Afgelopen vrijdag sprak Ank de Jonge haar oratie uit aan de Vrije Universiteit in Amsterdam, dat maakt haar de eerste Nederlandse verloskundige die hoogleraar wordt.
“Een feestje voor de verloskunde”, noemde ze het zelf.
Verloskunde
De Jonge werd opgeleid tot verpleegkundige, maar rolde daarna via een vriend de verloskunde in. Ze doet al sinds 2000 onderzoek naar het vakgebied, naast haar werkzaamheden als verloskundige.
De Jonge deed onderzoek naar ‘de knip’ die sommige vrouwen krijgen bij de bevalling, en ontdekte regionale verschillen in hoe vaak er geknipt werd. “In Nederland krijgt ongeveer een kwart van de vrouwen die bevallen van hun eerste kind een knip”, vertelt ze aan Trouw. Maar vrouwen hebben daar zelf weinig over te vertellen: “De zorgverleners die we hebben geïnterviewd hadden allerlei redenen om te knippen, maar of de vrouw dit zelf wilde, speelde meestal geen rol.”
Bevallen
Er is een verschuiving bezig die de thuisbevalling weer populairder maakt. De afgelopen tien jaar daalde het aantal thuisbevallingen, maar nu stagneert het rond de 13%. Ank de Jonge maakt het niet uit waar de vrouwen hun kind ter wereld brengen, als ze maar “zelf kiezen hoe ze willen bevallen.”

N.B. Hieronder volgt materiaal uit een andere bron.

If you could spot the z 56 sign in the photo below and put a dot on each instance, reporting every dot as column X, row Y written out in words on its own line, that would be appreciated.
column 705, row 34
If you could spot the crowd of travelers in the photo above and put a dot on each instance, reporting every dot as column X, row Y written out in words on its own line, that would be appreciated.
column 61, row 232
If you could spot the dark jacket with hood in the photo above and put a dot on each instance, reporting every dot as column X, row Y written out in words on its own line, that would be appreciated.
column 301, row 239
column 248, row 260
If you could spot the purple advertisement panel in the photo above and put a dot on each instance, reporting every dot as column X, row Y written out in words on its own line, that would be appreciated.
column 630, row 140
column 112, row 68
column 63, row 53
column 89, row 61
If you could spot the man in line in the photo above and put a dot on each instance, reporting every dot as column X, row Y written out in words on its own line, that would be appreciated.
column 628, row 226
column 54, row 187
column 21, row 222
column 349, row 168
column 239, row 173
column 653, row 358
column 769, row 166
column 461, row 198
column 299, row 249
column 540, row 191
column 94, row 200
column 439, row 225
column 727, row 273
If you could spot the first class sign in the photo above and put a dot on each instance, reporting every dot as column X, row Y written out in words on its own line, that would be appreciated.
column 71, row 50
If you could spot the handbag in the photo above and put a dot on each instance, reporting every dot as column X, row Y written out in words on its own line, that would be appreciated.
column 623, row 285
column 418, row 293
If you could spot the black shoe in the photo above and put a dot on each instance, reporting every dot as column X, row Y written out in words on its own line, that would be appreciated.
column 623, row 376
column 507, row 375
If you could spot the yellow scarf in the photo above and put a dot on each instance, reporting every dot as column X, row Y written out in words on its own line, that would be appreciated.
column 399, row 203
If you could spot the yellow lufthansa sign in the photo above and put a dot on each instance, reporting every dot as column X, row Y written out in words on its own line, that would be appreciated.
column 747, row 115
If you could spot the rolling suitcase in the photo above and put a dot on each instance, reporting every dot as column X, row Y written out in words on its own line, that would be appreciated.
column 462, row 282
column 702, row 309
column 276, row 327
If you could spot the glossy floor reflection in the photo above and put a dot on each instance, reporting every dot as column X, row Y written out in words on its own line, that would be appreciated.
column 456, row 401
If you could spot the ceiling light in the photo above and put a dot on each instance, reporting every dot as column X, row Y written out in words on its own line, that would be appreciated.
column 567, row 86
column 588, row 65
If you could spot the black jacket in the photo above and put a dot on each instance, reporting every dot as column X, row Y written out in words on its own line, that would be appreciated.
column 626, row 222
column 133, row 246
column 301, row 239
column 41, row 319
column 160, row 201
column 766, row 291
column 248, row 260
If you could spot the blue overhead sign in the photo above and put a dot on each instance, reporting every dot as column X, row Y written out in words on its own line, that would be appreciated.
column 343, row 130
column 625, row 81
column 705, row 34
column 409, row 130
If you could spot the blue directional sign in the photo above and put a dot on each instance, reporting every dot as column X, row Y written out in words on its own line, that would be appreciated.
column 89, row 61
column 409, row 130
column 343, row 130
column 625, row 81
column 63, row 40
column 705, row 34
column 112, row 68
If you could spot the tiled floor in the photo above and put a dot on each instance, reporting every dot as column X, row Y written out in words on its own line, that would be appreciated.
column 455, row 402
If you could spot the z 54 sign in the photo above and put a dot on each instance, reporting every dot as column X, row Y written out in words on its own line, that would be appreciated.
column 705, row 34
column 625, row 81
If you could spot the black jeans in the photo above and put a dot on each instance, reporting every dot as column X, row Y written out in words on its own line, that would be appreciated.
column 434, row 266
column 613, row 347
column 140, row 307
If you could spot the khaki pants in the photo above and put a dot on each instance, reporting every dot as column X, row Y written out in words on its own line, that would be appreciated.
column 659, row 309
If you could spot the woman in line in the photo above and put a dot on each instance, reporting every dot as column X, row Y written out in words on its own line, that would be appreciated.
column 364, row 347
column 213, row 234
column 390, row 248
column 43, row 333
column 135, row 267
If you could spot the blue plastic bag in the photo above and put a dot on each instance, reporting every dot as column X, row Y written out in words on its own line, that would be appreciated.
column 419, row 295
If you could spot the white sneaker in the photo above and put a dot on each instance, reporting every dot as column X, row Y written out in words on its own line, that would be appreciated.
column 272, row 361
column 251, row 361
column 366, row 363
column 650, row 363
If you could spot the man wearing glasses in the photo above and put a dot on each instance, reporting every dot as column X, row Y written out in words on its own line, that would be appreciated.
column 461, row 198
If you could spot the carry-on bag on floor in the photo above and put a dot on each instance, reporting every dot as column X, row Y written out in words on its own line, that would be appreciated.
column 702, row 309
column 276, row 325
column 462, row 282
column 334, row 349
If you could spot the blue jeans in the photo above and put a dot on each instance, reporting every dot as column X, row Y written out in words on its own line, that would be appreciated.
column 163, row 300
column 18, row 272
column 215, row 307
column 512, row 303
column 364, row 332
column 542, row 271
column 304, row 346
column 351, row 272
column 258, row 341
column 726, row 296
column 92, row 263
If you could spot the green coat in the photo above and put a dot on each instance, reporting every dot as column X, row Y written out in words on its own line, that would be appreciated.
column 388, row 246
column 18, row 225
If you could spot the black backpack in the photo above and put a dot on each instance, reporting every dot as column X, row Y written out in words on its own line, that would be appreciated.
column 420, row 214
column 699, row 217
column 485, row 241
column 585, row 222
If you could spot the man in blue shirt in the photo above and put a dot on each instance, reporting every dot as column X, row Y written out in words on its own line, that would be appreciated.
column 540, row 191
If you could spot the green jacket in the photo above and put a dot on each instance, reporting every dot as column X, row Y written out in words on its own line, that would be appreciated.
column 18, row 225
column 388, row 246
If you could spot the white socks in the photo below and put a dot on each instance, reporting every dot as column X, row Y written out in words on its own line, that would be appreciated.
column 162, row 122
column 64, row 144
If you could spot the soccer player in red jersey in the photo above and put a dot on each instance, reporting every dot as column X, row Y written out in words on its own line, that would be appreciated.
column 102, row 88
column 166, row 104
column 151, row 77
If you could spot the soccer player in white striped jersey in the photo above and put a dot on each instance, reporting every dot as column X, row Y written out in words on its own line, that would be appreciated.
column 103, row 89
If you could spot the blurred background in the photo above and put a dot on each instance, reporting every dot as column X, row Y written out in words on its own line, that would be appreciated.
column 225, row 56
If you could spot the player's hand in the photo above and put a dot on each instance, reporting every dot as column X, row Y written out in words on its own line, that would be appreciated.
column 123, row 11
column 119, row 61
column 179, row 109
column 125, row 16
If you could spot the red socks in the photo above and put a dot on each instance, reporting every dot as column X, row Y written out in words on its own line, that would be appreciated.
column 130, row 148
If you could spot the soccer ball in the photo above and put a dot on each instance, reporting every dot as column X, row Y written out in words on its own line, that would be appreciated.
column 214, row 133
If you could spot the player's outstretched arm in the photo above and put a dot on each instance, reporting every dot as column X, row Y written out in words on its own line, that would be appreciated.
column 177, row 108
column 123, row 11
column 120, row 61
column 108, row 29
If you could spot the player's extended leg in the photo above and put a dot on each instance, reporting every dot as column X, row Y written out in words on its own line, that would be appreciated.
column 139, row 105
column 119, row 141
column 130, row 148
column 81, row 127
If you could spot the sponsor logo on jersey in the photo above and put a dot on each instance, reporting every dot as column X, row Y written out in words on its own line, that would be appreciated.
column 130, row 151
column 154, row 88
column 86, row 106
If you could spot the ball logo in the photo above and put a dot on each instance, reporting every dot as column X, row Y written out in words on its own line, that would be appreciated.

Ze pleit voor een bevalcultuur waarin elke vrouw de vrijheid heeft om zelf te kiezen hoe ze wil bevallen. “Ik vind het lastig dat vrouwen elkaar constant de maat nemen als het gaat om de manier waarop je bevalt”, vertelt De Jonge. “Mensen moeten het leven leiden dat bij ze past, en dat geldt ook voor de baring,” concludeert ze.